To establish ineffective assistance of counsel, Dubria must demonstrate that his counsel’s failure to object was deficient, and that the deficient performance prejudiced Dubria’s defense. See Strickland v. Washington, 466 U.S. 668, 687, 104 S.Ct. 2052, 80 L.Ed.2d 674 (1984). Clearly, Dubria’s counsel’s failure to object was deficient. The prosecutor engaged in misconduct when he suggested that Dubria was a “piece of garbage.”1 See United States v. Sanchez, 176 F.3d 1214, 1225 (9th Cir.1999) (prosecutor commits misconduct when denigrating the defense as a sham); United States v. Molina, 934 F.2d 1440, 1444 (9th Cir.1991) (prosecutor may not express his opinion of the defendant’s guilt or his belief in the credibility of the government’s witnesses). And the prosecutor disregarded his obligation “to avoid improper suggestions, insinuations, and especially assertions of personal knowledge,” United States v. Edwards, 154 F.3d 915, 921 (9th Cir.1998), when he told the jury that Dubria: “is a lot worse than [the biggest liar you’ve ever encountered]. I’m not going to tell you. You can imagine some of the things I would tell you what he really is.” There was certainly no tactical advantage to be gained by Dubria by allowing the prosecutor to make such improper comments. Therefore, I would find that Dubria’s counsel’s failure to object to closing argument fell below the objective standard of reasonable representation.
Whether the ineffective assistance prejudiced Dubria’s defense is a closer question. To demonstrate prejudice, Dubria “must show that there is a reasonable probability that, but for counsel’s unprofessional errors, the results of the proceeding would have been different. A reasonable probability is a probability sufficient to undermine confidence in the outcome.” Strickland, 466 U.S. at 694, 104 S.Ct. 2052. Although Dubria’s counsel’s deficient performance alone may not have altered the outcome of Dubria’s trial, I conclude that the cumulative impact of the prejudice from this harm and that harm caused by the admission of the unredacted tape and transcript of Dubria’s pre-arrest interview, deprived Dubria of his right to a fair trial. See Mak v. Blodgett, 970 F.2d 614, 622 (9th Cir.1992).

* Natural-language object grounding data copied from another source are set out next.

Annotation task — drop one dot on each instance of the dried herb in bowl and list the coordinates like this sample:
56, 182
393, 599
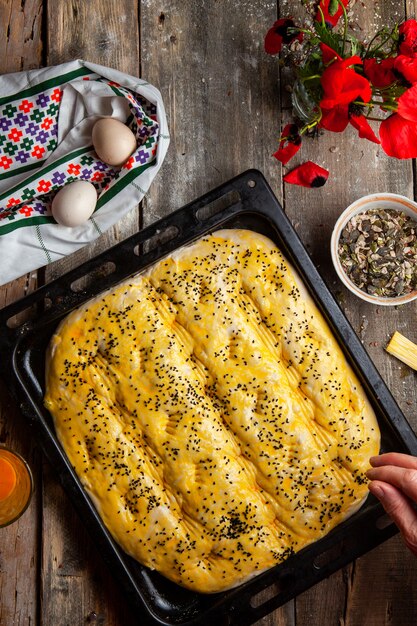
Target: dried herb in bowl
378, 252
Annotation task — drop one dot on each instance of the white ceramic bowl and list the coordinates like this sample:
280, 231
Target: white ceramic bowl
366, 203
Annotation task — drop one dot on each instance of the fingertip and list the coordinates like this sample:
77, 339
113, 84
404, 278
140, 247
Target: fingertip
375, 460
377, 490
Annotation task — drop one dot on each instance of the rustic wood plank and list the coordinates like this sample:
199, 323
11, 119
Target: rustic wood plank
77, 586
20, 49
220, 92
357, 168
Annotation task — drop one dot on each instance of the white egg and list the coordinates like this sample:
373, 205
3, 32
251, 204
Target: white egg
113, 141
74, 203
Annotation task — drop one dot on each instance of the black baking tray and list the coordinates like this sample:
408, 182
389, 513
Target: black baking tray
243, 202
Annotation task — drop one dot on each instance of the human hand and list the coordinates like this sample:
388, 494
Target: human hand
394, 482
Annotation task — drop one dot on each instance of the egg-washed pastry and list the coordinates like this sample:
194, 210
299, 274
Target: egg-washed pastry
210, 414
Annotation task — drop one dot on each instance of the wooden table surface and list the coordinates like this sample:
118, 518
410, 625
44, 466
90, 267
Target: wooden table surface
226, 103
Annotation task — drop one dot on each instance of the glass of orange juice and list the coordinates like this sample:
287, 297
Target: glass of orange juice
16, 486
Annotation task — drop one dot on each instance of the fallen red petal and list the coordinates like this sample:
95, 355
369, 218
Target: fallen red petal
398, 137
405, 69
308, 174
289, 145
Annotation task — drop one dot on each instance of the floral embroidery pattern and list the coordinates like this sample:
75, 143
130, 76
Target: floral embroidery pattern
28, 135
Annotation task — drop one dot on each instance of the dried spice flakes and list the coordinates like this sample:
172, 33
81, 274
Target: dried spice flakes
378, 252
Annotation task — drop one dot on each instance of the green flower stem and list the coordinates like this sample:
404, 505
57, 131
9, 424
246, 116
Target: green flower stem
374, 103
303, 80
345, 20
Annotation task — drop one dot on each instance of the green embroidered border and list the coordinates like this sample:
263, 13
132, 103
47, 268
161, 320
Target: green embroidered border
51, 82
48, 168
108, 195
39, 236
22, 170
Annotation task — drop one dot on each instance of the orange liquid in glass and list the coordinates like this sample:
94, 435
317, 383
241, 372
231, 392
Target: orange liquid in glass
15, 486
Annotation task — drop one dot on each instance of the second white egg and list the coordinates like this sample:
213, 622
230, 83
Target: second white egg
74, 203
113, 141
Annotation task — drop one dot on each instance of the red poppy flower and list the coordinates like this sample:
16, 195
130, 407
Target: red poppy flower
407, 104
278, 34
406, 68
331, 10
399, 137
289, 145
381, 74
328, 54
408, 38
342, 85
308, 174
337, 119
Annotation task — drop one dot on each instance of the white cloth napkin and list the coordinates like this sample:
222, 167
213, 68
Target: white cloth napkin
46, 118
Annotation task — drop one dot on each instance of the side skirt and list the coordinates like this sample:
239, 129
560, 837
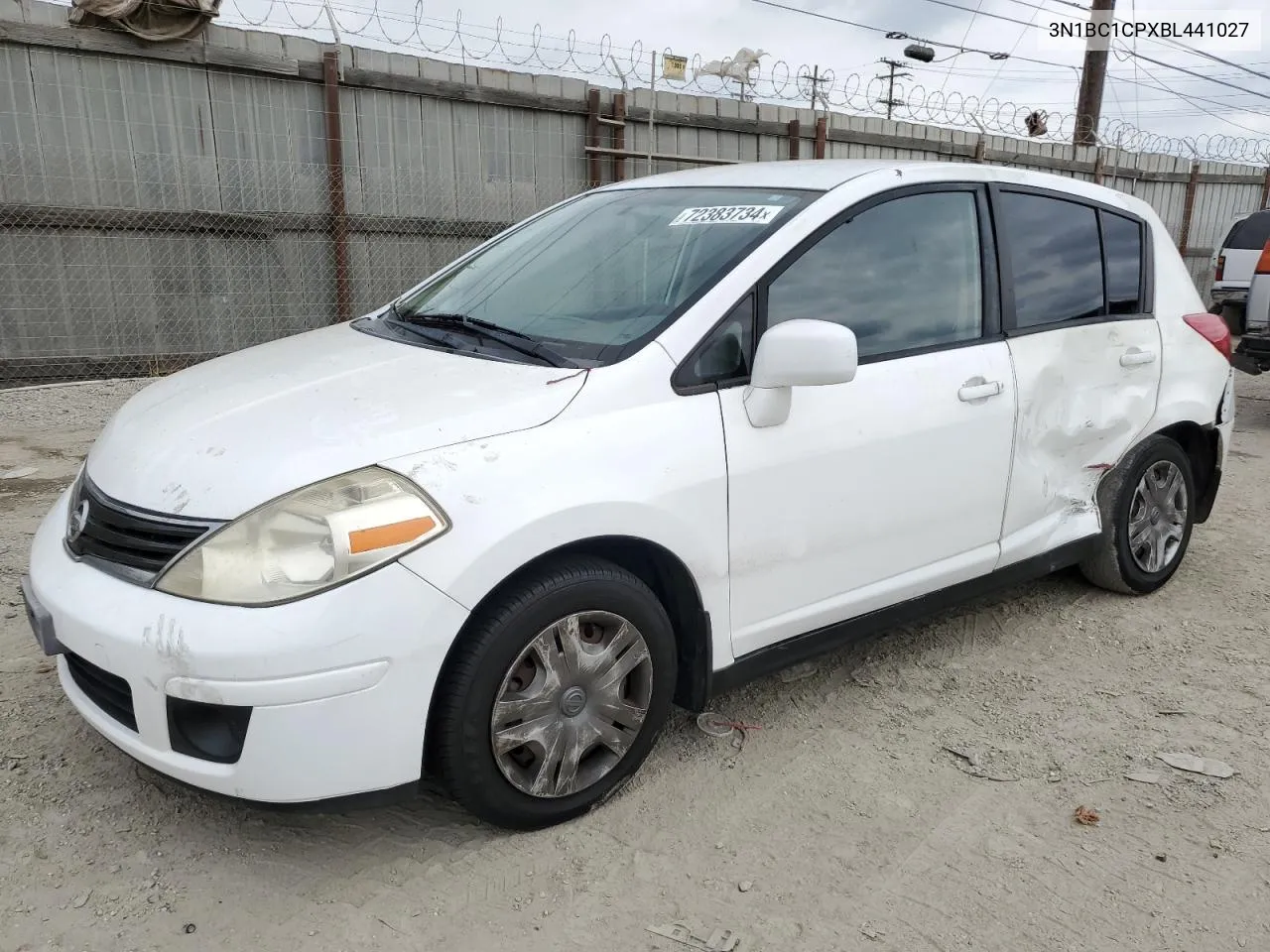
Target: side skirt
775, 657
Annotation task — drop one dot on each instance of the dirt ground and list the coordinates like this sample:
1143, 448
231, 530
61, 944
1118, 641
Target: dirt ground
843, 823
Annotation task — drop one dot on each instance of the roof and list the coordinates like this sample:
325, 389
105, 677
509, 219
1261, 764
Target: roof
816, 175
826, 175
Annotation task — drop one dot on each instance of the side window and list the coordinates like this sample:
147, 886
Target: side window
1055, 252
1121, 246
902, 275
724, 356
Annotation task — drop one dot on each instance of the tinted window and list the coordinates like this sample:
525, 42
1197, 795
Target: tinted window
1121, 244
1056, 254
902, 275
1251, 234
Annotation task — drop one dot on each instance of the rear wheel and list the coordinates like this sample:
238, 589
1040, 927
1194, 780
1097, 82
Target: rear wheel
557, 694
1148, 512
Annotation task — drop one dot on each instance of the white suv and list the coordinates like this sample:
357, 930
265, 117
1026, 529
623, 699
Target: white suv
659, 439
1233, 263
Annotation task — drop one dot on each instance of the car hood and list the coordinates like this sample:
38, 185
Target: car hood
226, 435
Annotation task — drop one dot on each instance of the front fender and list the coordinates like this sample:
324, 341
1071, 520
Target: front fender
656, 472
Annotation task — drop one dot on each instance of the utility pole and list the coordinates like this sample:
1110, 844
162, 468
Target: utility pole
890, 102
1088, 100
816, 89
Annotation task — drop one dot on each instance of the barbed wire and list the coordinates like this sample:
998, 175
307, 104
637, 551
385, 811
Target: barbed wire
778, 81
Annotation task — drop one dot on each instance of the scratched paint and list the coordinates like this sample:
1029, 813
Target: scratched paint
1080, 409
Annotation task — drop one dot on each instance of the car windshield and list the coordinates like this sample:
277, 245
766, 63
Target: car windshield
1251, 234
607, 271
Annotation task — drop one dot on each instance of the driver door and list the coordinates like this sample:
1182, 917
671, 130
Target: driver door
894, 484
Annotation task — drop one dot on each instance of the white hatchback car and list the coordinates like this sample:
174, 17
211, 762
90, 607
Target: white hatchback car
662, 438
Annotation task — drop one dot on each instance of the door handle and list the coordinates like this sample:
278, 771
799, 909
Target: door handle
978, 389
1134, 357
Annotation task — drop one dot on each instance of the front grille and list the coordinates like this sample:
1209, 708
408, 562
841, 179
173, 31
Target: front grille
109, 692
137, 540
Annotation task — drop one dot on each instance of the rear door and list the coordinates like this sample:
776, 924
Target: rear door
1084, 344
1238, 257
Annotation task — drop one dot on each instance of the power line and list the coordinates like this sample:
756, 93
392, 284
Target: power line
1213, 58
901, 35
964, 39
1033, 23
1193, 99
1198, 75
1017, 42
1001, 16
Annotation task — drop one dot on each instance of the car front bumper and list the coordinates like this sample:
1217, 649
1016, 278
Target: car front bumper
334, 688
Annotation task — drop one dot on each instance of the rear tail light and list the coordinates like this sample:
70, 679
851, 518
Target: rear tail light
1264, 261
1213, 329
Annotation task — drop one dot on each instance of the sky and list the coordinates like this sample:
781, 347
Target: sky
1151, 96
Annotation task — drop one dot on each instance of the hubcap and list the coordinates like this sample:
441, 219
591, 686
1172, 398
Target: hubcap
572, 705
1157, 517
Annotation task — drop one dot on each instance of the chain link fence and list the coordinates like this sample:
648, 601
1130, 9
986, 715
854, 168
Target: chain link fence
157, 212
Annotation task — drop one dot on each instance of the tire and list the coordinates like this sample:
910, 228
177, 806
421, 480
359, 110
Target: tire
1234, 317
511, 788
1115, 566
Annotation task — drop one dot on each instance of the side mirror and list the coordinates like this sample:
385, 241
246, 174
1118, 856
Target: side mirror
799, 353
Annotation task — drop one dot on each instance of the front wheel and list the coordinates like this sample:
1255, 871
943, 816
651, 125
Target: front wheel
1148, 511
557, 694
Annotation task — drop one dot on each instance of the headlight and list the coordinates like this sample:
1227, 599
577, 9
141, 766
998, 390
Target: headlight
308, 540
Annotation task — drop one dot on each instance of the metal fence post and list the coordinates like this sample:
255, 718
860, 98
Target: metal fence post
1188, 209
335, 188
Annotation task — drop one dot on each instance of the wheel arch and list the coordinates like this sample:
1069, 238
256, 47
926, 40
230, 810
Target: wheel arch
1203, 447
658, 567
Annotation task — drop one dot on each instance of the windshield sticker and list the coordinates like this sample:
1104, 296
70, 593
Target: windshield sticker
728, 214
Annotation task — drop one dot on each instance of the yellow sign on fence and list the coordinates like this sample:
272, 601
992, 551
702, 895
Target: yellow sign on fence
675, 67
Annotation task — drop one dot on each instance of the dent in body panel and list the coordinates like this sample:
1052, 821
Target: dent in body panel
1080, 411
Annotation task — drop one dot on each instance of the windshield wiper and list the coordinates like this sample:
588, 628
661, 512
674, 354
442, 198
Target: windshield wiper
508, 338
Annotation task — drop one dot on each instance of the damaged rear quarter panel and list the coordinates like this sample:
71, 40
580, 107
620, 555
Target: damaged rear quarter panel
1080, 411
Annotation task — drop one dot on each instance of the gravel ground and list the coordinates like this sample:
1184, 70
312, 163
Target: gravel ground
844, 823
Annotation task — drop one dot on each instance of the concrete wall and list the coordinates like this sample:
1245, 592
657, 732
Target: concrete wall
160, 204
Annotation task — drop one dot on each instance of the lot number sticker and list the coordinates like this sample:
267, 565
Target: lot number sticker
728, 214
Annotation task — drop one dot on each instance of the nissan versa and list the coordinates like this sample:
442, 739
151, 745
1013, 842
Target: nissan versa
658, 439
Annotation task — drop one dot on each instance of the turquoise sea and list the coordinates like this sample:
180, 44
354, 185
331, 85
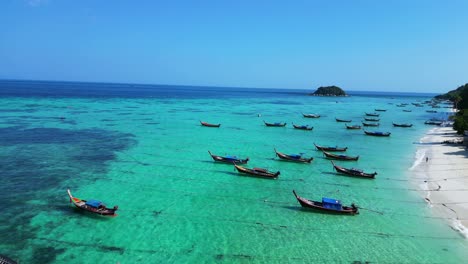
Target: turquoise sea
141, 147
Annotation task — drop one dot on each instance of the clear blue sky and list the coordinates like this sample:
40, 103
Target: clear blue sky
407, 45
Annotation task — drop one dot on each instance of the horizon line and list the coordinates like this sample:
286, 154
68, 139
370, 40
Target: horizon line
208, 86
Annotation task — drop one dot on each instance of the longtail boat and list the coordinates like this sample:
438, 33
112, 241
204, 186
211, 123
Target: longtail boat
339, 157
343, 120
6, 260
353, 172
228, 159
353, 126
257, 172
336, 148
402, 125
209, 125
93, 206
377, 133
433, 122
328, 205
293, 157
275, 124
370, 124
310, 115
303, 127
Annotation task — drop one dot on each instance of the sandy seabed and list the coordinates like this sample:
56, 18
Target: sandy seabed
444, 168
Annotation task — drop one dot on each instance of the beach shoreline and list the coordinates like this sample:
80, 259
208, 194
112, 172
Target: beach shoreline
443, 172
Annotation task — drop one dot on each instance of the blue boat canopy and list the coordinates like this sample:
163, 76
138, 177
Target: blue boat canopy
94, 203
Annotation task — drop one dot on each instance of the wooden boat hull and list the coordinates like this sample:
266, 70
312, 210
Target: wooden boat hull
334, 149
228, 160
310, 115
353, 173
343, 120
303, 127
209, 125
340, 157
402, 125
275, 124
353, 127
317, 206
81, 204
289, 158
375, 134
256, 173
370, 124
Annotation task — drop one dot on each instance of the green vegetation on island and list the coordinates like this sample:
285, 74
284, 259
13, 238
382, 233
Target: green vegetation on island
329, 91
459, 97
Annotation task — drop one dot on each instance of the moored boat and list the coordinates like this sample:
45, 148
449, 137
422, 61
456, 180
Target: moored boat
377, 133
353, 126
293, 157
331, 148
370, 124
340, 157
343, 120
328, 205
257, 172
303, 127
353, 172
92, 206
228, 159
310, 115
275, 124
402, 125
209, 125
433, 122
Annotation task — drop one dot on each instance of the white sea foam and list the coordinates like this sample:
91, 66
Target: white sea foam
457, 225
419, 157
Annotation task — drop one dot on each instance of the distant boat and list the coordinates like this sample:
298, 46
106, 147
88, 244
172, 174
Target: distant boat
343, 120
310, 115
257, 172
228, 159
340, 157
353, 172
328, 205
433, 122
370, 124
275, 124
402, 125
353, 126
335, 149
93, 206
377, 133
293, 157
303, 127
209, 125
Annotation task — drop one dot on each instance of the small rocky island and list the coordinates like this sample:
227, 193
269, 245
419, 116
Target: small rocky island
329, 91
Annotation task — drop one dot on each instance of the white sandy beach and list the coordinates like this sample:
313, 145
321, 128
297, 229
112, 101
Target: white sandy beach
446, 172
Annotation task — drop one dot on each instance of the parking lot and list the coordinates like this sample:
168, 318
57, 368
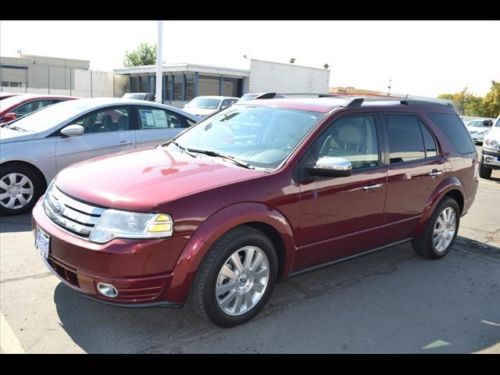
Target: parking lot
387, 302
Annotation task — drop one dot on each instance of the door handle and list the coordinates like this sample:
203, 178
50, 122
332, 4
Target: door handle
434, 173
372, 187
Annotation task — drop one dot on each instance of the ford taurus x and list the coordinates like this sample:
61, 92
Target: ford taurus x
254, 194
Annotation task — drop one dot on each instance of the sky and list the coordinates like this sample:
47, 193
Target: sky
422, 58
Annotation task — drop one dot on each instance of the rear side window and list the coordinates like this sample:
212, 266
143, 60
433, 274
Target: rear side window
455, 131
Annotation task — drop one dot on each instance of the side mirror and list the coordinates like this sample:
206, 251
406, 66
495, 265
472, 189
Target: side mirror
72, 130
9, 116
329, 166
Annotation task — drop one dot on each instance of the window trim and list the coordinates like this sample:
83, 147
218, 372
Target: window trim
387, 159
298, 174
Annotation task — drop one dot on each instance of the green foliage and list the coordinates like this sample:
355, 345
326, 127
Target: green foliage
145, 54
468, 104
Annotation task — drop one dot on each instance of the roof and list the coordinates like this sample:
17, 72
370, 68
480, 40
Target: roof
326, 104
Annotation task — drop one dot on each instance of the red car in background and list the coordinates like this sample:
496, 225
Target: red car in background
21, 105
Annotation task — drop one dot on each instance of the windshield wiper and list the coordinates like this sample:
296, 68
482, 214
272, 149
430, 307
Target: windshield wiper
14, 127
219, 155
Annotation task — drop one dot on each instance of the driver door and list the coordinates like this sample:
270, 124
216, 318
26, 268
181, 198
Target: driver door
342, 216
107, 130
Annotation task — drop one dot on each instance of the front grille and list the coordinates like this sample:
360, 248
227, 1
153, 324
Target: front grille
74, 216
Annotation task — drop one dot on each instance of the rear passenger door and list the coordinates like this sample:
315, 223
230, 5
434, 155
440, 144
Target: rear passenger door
415, 170
157, 125
107, 130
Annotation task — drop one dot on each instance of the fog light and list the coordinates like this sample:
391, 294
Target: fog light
107, 290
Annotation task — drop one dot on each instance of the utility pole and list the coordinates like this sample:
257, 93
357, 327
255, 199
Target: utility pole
159, 58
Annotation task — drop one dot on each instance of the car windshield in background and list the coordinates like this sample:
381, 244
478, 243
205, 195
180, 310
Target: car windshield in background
48, 117
205, 103
260, 136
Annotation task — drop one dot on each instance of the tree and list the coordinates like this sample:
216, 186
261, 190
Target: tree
145, 54
491, 102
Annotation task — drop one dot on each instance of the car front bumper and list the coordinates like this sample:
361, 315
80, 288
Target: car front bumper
141, 271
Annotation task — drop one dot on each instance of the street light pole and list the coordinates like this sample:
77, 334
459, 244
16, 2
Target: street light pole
159, 58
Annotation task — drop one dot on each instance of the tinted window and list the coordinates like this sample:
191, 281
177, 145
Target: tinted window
430, 143
353, 138
153, 118
106, 120
455, 131
405, 138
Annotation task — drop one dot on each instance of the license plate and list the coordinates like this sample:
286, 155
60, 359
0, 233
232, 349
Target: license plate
42, 242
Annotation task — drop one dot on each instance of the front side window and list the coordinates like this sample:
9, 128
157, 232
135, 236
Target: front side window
153, 118
106, 120
406, 142
259, 136
353, 138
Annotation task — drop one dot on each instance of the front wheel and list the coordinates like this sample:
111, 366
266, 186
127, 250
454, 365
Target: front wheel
441, 231
236, 279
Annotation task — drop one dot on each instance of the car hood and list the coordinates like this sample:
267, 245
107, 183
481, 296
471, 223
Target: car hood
9, 135
143, 180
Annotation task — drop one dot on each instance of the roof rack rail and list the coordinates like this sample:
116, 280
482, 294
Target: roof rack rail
424, 101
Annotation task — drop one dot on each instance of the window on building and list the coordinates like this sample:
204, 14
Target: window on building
208, 85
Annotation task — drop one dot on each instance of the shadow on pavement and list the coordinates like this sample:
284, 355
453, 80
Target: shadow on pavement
386, 302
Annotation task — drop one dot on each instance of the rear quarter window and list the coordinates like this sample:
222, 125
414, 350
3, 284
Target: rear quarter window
454, 129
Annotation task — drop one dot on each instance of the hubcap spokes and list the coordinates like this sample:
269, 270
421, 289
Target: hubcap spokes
242, 280
16, 191
444, 229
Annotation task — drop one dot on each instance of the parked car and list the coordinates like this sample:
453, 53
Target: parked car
220, 218
5, 95
36, 147
139, 95
206, 105
22, 105
490, 155
478, 129
261, 95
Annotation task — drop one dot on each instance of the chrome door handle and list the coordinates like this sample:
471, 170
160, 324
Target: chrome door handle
435, 173
372, 187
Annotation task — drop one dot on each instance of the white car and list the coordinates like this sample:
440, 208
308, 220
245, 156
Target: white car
203, 106
490, 156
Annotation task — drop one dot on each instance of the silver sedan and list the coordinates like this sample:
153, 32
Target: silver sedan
34, 148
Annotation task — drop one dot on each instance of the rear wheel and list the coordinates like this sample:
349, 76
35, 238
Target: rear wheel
441, 231
236, 278
20, 187
484, 172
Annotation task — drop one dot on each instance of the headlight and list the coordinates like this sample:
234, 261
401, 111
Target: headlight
124, 224
490, 143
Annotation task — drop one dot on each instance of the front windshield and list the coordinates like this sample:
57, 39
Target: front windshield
9, 102
205, 103
50, 116
259, 136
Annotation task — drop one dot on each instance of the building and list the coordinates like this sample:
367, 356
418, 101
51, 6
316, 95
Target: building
183, 82
53, 75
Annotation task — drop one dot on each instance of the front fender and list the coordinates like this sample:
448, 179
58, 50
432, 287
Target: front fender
449, 184
213, 228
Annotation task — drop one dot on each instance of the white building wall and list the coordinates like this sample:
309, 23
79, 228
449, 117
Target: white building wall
266, 76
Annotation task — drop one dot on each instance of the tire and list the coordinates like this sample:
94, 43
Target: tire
203, 297
20, 178
426, 245
484, 172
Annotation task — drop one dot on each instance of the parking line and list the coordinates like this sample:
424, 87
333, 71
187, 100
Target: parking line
8, 340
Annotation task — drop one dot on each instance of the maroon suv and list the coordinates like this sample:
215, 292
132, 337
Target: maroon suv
254, 194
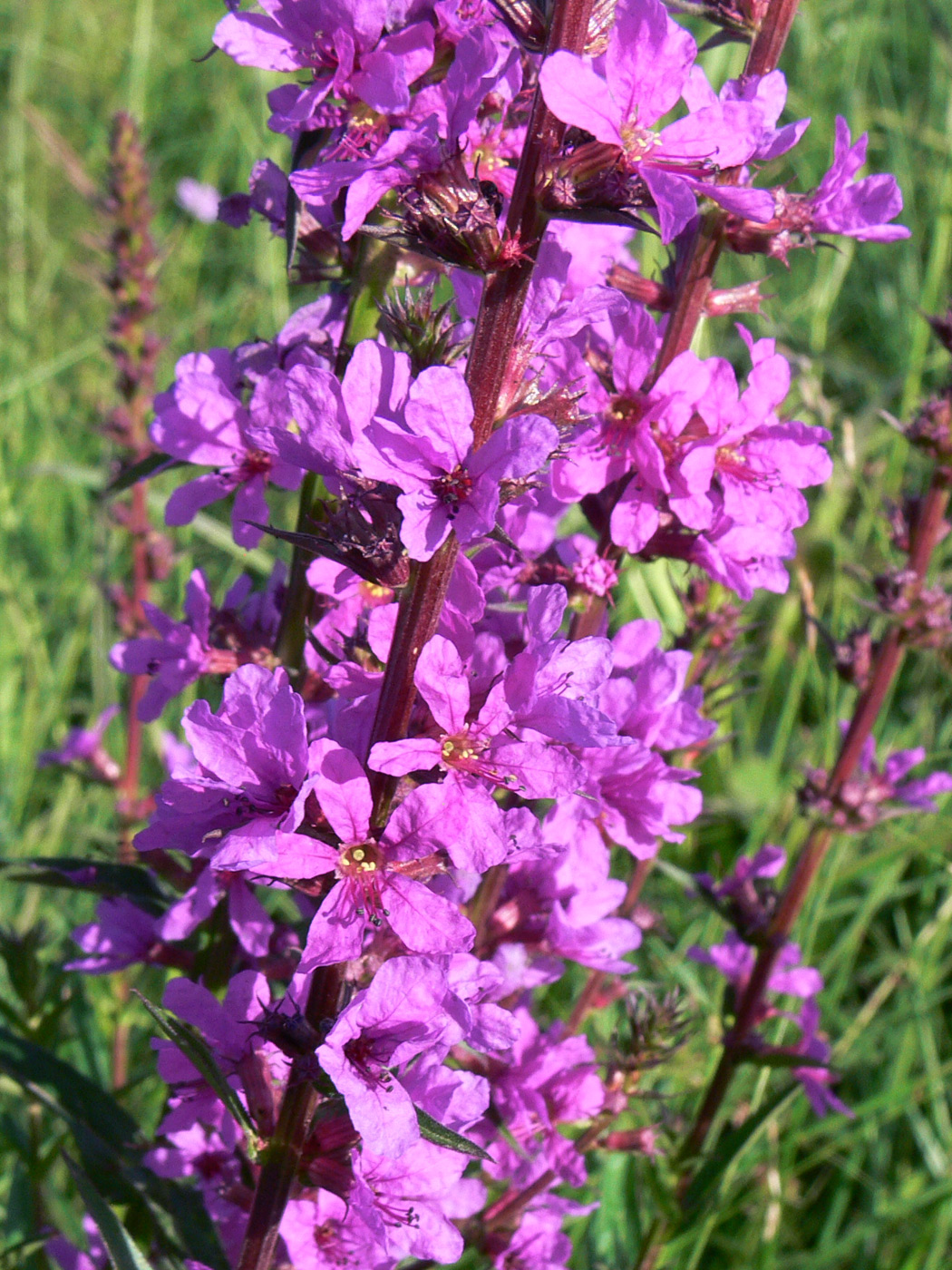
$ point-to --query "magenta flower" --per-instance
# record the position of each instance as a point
(735, 961)
(646, 70)
(251, 762)
(406, 1011)
(202, 419)
(859, 209)
(85, 746)
(431, 459)
(376, 883)
(121, 935)
(484, 747)
(410, 1202)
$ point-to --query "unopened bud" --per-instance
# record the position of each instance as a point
(745, 298)
(451, 218)
(526, 21)
(636, 286)
(932, 429)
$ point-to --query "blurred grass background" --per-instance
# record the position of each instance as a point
(875, 1190)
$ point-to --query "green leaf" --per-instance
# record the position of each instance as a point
(16, 1254)
(110, 1146)
(28, 1064)
(135, 473)
(432, 1130)
(122, 1251)
(726, 1149)
(781, 1058)
(200, 1057)
(73, 873)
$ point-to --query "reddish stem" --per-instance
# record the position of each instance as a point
(588, 997)
(886, 664)
(489, 358)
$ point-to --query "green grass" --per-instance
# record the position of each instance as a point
(808, 1193)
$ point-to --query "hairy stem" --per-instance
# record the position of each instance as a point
(283, 1155)
(488, 362)
(694, 281)
(423, 599)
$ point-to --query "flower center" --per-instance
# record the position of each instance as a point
(362, 861)
(453, 489)
(257, 463)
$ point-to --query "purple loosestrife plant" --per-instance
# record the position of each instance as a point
(414, 809)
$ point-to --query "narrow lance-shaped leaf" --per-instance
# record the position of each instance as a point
(123, 1254)
(200, 1057)
(432, 1130)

Accordingly, I would reverse the district court’s denial of Dubria’s habeas petition.
. I disagree with the majority’s conclusion that the prosecutor was simply referring to Dubria’s story when he stated “this piece of garbage.” Nonetheless, if the prosecutor had indeed been referring to Dubria’s story when he said "this piece of garbage,” an objection from the defense would have resulted in clarification for the jury. The statement is certainly unclear, and a reasonable person could conclude that the prosecutor was calling Dub-ria "a piece of garbage.”